Running - Corsa sì, tabelle no (1)

Un po' per volta stiamo rifornendo il blog di tabelle di allenamento per tutti i gusti, ma ciò non toglie che una gran quantità di podisti viva gli allenamenti alla giornata, senza seguire alcun piano specifico di preparazione o tabella, senza porsi alcun obbiettivo se non quello di sentire le gambe che "girano" e di fare quel tipo di fatica che gratifica.

Potrebbe sembrare che si tratti di runner sprovveduti, che capiscono poco o nulla di corsa e di miglioramento delle prestazioni, ma che in realtà preferiscono vivere la corsa semplicemente come l'occasione per fare qualcosa che piace, senza farsi condizionare da nulla, affidandosi all'istinto.

Pur continuando a correre "a sensazione" è comunque possibile ottenere dei buoni risultati al punto da affrontare qualche gara, senza mirare troppo in alto ovviamente ma senza nemmeno essere costretti a fare proprio il bagaglio di conoscenze tecniche che mancano.

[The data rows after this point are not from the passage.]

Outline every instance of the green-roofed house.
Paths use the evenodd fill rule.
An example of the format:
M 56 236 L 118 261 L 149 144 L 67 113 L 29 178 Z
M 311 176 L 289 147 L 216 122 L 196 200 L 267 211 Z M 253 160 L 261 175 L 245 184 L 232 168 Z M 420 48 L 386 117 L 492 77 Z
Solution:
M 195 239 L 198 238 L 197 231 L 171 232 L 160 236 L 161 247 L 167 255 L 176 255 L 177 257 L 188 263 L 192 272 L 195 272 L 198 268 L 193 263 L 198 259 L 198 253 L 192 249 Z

In uno dei prossimi post fornirò un microciclo di due settimane, con un'alternanza di sedute fra i tipi sotto descritti, che lasci una certa libertà anche a chi non vuole sentirsi costretto da cronometri e tabelle troppo schematiche.

Senza scendere troppo nel dettaglio, i tipi di seduta a cui dedicare attenzione saranno quattro:

Corsa lunga lenta: utile per allenare la resistenza, questa seduta è più lunga rispetto agli altri tipi di allenamento e va svolta con un impegno abbastanza facile, su un percorso collinare o su un fondo che sia un po' vario, in modo che l'impegno aumenti solo in alcuni tratti. Dopo una seduta di corsa lunga lenta per "sciogliere le gambe" vanno eseguiti degli allunghi, che sono dei cambi di ritmo da correre su tratti di 60-100 metri a intensità quasi massimale, recuperando con corsa lenta.

Variazioni lunghe: utili per allenarsi a correre in presenza di acido lattico, queste prove si svolgono durante una corsa su strada con fondo pianeggiante dopo una mezz'ora di riscaldamento; basta aumentare il ritmo fino a raggiungere la velocità che si avrebbe su una gara di 10 chilometri e mantenendo questa velocità dai 3 ai 10 minuti al massimo.

Variazioni brevi: si svolgono come le variazioni lunghe solo che durano dai 30 secondi ai 2-3 minuti e l'impegno dovrebbe essere quello di una gara da 3-5 chilometri.

Sprint in salita: utili da correre dopo mezz'ora di riscaldamento su tratti di 50-70 metri con pendenza fino al 15% (anche un cavalcavia può andare bene) recuperando per 20 secondi al passo, finchè si sente di riuscire a svolgere le prove fino a un massimo di 15 volte.